28 February 2013

We’ve not had Ed Sheeran at number one yet—that pleasure is still a year away—but ‘Let Her Go’ can serve as our entrée to Ed-ism. Passenger’s chart-topping profile in early 2013 came in great part from supporting Sheeran on his Irish tour that January. So, there’s a good deal of similar baggy-jumper sensitive-busker folk-pop content here, and if you’re an Ed Sheeran shopper then for you that’s happy days.
For the rest of us, ‘Let Her Go’ is not just Ed Sheeran, but bad Ed Sheeran.

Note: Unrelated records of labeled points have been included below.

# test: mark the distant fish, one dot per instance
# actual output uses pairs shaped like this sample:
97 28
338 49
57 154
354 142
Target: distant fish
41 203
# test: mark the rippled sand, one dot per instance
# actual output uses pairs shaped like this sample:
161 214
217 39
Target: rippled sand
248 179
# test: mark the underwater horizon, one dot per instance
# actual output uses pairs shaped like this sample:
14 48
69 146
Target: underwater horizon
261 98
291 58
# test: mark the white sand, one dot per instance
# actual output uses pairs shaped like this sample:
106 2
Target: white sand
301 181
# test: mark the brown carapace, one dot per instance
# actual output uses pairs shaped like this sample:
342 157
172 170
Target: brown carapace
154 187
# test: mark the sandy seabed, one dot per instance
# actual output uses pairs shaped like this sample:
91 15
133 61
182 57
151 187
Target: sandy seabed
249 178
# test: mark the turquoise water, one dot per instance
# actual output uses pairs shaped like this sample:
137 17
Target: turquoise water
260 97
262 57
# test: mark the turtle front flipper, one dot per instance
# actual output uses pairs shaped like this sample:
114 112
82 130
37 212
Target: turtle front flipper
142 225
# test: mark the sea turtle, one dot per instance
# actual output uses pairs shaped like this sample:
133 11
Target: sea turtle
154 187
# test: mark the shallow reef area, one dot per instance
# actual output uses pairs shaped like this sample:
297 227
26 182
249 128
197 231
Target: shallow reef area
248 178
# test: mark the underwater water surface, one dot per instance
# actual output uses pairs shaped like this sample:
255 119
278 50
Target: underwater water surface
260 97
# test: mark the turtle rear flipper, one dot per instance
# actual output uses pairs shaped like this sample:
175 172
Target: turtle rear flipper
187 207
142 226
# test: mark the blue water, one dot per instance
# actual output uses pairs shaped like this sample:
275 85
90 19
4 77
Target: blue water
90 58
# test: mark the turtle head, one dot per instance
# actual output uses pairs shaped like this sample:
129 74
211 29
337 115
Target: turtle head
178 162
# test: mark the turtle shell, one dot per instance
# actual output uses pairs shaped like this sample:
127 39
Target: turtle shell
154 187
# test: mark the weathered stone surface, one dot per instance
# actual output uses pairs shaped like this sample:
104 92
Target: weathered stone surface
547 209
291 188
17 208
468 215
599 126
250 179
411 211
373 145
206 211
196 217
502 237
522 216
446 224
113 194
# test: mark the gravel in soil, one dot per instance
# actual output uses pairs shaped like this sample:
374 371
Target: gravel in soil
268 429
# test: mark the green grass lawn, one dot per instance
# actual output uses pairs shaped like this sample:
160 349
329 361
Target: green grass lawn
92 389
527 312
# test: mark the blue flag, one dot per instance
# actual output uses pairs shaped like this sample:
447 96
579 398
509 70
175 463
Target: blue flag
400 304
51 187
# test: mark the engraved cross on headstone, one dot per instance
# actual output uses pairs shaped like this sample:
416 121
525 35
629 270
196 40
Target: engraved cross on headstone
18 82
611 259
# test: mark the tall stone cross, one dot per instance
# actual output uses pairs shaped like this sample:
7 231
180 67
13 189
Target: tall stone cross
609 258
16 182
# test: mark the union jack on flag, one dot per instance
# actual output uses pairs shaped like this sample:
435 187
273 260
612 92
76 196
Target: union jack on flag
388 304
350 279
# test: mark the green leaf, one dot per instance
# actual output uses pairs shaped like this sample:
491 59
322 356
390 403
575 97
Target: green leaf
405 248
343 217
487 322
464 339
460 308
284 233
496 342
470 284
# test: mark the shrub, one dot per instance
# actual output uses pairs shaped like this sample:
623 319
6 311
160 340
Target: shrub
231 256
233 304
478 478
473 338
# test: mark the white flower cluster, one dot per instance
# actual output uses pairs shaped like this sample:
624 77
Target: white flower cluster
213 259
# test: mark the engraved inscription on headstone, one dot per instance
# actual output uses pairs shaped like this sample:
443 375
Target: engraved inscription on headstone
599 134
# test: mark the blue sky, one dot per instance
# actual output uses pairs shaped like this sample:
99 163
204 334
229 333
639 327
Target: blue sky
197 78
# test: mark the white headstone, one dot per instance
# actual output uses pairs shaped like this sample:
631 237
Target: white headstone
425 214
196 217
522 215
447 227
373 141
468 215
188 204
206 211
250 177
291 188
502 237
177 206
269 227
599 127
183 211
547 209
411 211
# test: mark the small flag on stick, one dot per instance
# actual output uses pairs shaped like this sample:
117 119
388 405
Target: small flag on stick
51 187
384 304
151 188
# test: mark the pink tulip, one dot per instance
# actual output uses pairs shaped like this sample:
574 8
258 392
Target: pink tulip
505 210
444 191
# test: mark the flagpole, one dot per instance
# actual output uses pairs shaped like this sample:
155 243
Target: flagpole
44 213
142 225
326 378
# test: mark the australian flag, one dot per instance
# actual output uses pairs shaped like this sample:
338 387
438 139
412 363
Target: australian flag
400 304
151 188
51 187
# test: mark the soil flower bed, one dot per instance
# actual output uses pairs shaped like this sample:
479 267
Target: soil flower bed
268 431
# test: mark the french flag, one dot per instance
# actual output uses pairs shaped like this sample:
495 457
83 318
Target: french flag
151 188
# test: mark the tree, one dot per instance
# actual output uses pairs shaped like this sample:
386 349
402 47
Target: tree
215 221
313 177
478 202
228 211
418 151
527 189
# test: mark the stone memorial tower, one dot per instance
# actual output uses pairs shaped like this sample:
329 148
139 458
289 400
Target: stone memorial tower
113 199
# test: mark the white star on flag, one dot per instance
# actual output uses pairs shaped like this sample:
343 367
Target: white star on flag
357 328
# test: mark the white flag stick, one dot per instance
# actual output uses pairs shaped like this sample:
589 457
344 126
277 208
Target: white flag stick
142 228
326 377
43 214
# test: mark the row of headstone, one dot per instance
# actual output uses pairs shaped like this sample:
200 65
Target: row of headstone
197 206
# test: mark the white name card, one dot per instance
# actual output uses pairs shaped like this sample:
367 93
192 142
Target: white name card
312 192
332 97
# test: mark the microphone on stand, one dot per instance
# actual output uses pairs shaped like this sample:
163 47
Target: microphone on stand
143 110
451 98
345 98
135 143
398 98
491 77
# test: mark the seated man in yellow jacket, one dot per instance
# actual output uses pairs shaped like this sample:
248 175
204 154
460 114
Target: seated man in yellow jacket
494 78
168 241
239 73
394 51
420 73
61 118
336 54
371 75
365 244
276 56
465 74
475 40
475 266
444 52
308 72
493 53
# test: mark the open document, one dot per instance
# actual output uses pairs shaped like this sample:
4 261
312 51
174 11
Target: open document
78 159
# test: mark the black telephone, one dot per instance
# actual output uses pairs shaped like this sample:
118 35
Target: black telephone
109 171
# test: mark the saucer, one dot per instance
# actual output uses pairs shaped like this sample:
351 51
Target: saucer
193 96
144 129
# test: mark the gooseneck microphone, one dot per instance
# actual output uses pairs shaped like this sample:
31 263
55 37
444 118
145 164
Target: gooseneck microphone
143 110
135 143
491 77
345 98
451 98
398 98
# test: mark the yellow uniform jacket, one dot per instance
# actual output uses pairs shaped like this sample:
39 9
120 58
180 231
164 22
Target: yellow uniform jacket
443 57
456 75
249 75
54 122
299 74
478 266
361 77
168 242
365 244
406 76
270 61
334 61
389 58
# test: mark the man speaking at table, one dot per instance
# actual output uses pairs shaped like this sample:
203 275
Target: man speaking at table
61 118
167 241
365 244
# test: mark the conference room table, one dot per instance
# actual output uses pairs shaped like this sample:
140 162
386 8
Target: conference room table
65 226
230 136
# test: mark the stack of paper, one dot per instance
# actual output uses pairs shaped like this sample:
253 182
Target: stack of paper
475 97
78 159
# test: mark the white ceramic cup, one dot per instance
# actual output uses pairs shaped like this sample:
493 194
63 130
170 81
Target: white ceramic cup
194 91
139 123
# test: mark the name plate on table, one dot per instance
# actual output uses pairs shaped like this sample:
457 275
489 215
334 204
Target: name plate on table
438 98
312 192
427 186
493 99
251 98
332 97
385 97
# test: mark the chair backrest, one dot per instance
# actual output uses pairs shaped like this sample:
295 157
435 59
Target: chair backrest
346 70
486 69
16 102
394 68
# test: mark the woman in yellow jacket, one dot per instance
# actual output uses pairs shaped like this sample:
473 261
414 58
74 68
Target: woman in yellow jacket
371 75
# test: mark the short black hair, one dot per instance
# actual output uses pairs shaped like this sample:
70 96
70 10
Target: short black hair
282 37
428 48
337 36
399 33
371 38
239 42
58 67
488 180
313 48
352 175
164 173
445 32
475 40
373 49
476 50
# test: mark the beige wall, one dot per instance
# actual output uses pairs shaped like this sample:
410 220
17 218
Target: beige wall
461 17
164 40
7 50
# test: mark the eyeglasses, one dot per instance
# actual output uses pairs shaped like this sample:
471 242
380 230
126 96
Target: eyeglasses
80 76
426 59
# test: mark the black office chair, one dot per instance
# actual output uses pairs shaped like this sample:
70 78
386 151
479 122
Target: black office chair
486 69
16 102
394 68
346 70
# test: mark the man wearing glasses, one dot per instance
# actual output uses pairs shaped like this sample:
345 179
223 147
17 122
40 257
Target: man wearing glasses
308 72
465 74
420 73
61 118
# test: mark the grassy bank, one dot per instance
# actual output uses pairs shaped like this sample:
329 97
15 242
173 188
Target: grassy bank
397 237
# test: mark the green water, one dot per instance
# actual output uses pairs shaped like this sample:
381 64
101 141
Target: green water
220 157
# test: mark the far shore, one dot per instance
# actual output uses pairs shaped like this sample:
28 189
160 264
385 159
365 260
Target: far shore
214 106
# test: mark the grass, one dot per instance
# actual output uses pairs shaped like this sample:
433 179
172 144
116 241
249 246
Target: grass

Mike Rosenberg’s falsetto quacking is a bizarre singing style that grates my teeth in a way nothing else has since James Blunt’s whinnying on ‘You’re Beautiful’. It also shares that song’s creepily possessive male-privilege slant towards women; maybe you didn’t “let her go” but instead she chose to leave your sorry ass post-haste with no forwarding address. Add to that the rinky-dink piano intro, and the whole effect is also akin to the infantilising purée of Owl City’s ‘Fireflies’. Again, for some people these are their Spotify playlists and for the rest of us they’re our first-date dealbreakers. And the video (below) of concert set-up and footage leans into my old ’00s bugbear of performative authenticity. Stop the record, I want to get off.